The Bank has also been kind enough to share with us what led to the upward revision in this year’s inflation forecast: Higher energy and food prices (0.15 and 0.55 percent), larger-than-expected impact from the January tax measures and a narrower output gap (both 0.4 percent).

The latter reveals that a fast recovery is not in the Bank’s baseline scenario. And I would have concurred, were it not for recent data: April capacity utilization and real sector confidence, both from the CBT’s monthly business tendency survey, came in quite strong last Monday. Although these figures have lifted the hopes of even a perennial pessimist like me, one month’s data is hardly enough to reach a firm conclusion.

But my work with Konda for their Barometer surveys, which I am not allowed to disclose, has led me to question one of the Central Bank’s key assumptions that, with unemployment expected to remain high, the recovery is not expected to be inflationary.

The contributions also build the case that the rise in inflation is due to temporary factors and therefore temporary.
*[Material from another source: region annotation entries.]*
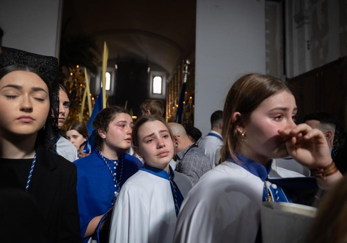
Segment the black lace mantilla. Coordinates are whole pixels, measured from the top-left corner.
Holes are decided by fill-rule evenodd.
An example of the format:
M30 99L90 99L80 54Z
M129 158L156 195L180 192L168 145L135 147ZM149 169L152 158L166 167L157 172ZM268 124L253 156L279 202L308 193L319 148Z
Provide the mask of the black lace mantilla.
M56 152L58 137L58 116L59 115L59 93L58 60L53 57L42 56L17 49L2 47L0 60L0 69L11 65L21 64L29 66L40 72L49 81L50 112L46 121L44 130L39 132L36 142L47 149ZM39 145L37 144L37 145Z

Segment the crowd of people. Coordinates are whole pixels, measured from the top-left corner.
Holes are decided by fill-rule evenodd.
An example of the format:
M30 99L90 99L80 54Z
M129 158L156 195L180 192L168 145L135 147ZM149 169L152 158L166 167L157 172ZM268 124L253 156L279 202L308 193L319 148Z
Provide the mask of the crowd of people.
M113 105L90 136L79 122L65 134L69 92L56 59L38 56L4 48L0 60L6 242L261 242L262 202L312 206L322 195L307 242L346 242L343 128L322 113L296 124L285 82L242 76L203 137L167 123L151 99L135 122Z

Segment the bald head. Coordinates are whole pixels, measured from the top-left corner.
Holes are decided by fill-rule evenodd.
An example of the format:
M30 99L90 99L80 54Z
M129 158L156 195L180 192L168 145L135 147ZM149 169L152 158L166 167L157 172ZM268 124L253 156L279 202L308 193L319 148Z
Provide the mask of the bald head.
M174 134L175 143L175 154L181 151L192 144L192 141L187 135L186 129L180 124L174 122L168 123Z
M172 131L172 133L174 135L180 137L187 136L186 129L180 124L175 122L169 122L168 124L171 128L171 130Z

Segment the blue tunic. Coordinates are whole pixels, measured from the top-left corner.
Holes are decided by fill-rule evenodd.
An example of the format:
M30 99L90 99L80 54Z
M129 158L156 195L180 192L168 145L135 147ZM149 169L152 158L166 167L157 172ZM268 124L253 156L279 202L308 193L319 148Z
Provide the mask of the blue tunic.
M76 189L83 238L91 220L103 214L113 206L115 195L120 189L118 187L121 187L143 166L138 159L126 153L121 153L117 160L105 159L112 174L116 173L118 186L115 186L116 183L111 172L97 151L74 162L77 167ZM89 237L86 238L84 242L88 240Z

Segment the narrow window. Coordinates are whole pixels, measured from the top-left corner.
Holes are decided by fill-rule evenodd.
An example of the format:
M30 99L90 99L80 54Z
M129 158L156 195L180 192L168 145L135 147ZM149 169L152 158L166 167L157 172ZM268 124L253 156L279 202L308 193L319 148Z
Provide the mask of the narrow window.
M161 94L161 77L156 76L153 78L153 93Z
M106 72L106 75L105 76L106 77L106 87L105 89L106 89L106 90L109 90L110 85L111 85L111 74L108 72ZM102 80L101 81L101 87L102 87Z

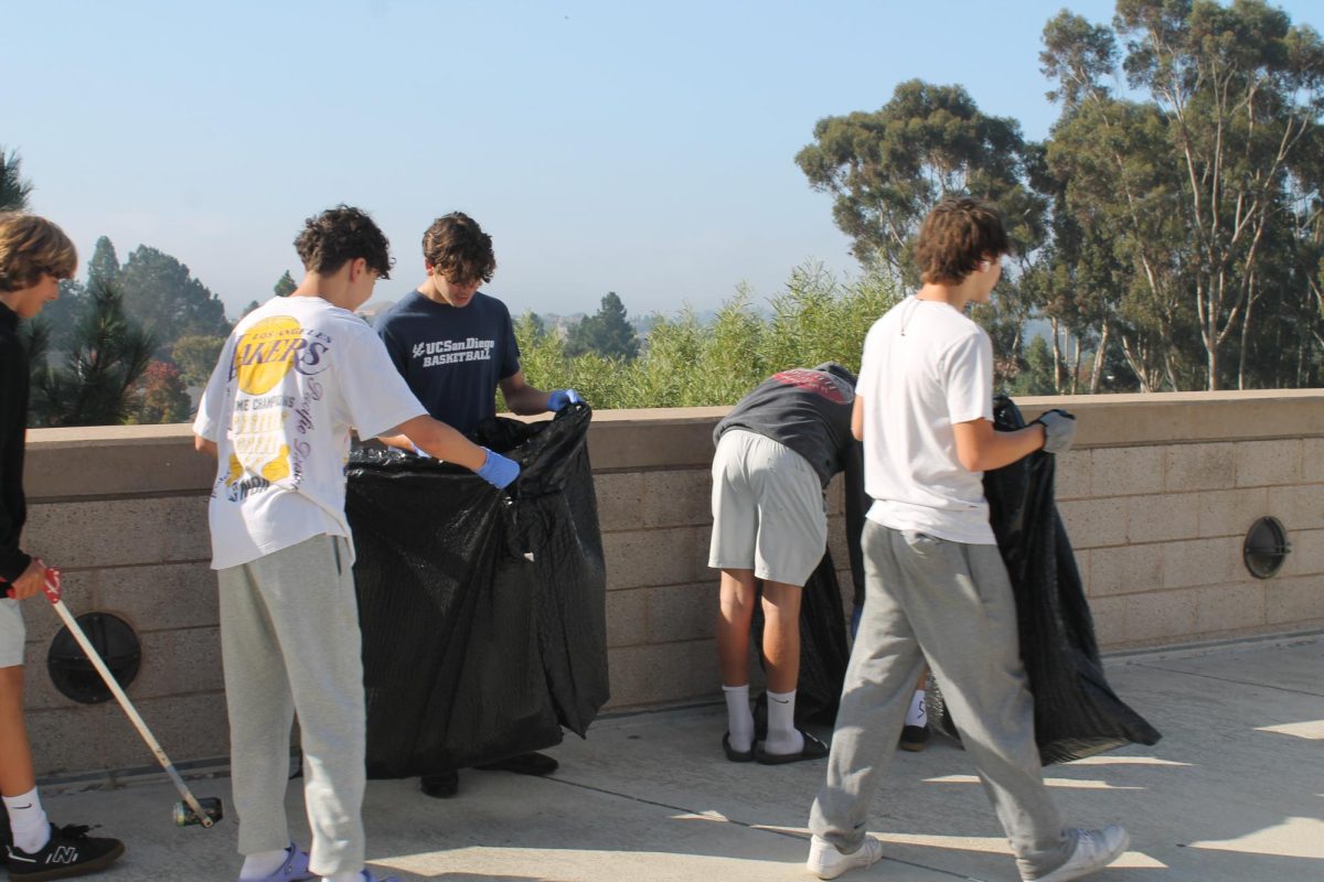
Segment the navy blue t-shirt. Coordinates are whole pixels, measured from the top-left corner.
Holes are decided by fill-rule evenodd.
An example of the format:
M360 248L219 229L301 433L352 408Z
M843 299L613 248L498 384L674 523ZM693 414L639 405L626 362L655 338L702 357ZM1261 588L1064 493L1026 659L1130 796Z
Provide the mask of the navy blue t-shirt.
M496 383L519 373L510 309L482 292L457 308L410 291L377 316L376 328L433 419L466 435L496 414Z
That’s how the Bank can justify its dovish policy rate stance and low inflation forecasts for the next two years: 5.4 and 5 percent for end-2011 and 2012 respectively, conveniently just below the Bank’s targets for both years.

Again, I am puzzled: With the output gap bound to close in that timeframe, the lira unlikely to appreciate in real terms significantly much more and barring any positive surprises on the supply-side, I cannot see how inflation will suddenly fall 3 percent next year rather than get stuck in the 7-8 percent range.

On the other hand, I am crystal clear on the Bank’s stance: With inflation expectations still untamed, the Bank has been forced to play the James Dean chicken game with the markets. As any student of Economics would know, that game has two pure strategy Nash equilibria, one which the markets cave in, and one which the CBT yields.

There is a also a mixed equilibrium, but it is way too early on Sunday, and without my morning cup of coffee, I am likely to get mixed up. As I am too lazy to open my favorite game theory book, you should consult the nearest theorist, but if you just are wondering the opinion of your friendly neighborhood economist, I am getting slightly more inclined towards the Bank swerving from the road.

As for the Bank’s attention to factors that could lead to earlier rate hikes, such as the rise in inflation expectations leading to deteriorating price-setting behavior, sharper-than-expected pick-up in global demand or commodity prices and loose fiscal policy, the CBT is simply executing deterrence theory, an artifact of the Cold War. Deterrence theory might have worked, but we could have easily ended up in the Dr. Strangelove world as well.

Turning to more recent history, my friends at Global Source titled their take on the Inflation Report “Read my lips: No Hikes until the fourth quarter”. I don’t know if it’s just me, but I suddenly remembered Papa-Bush talking about tax hikes.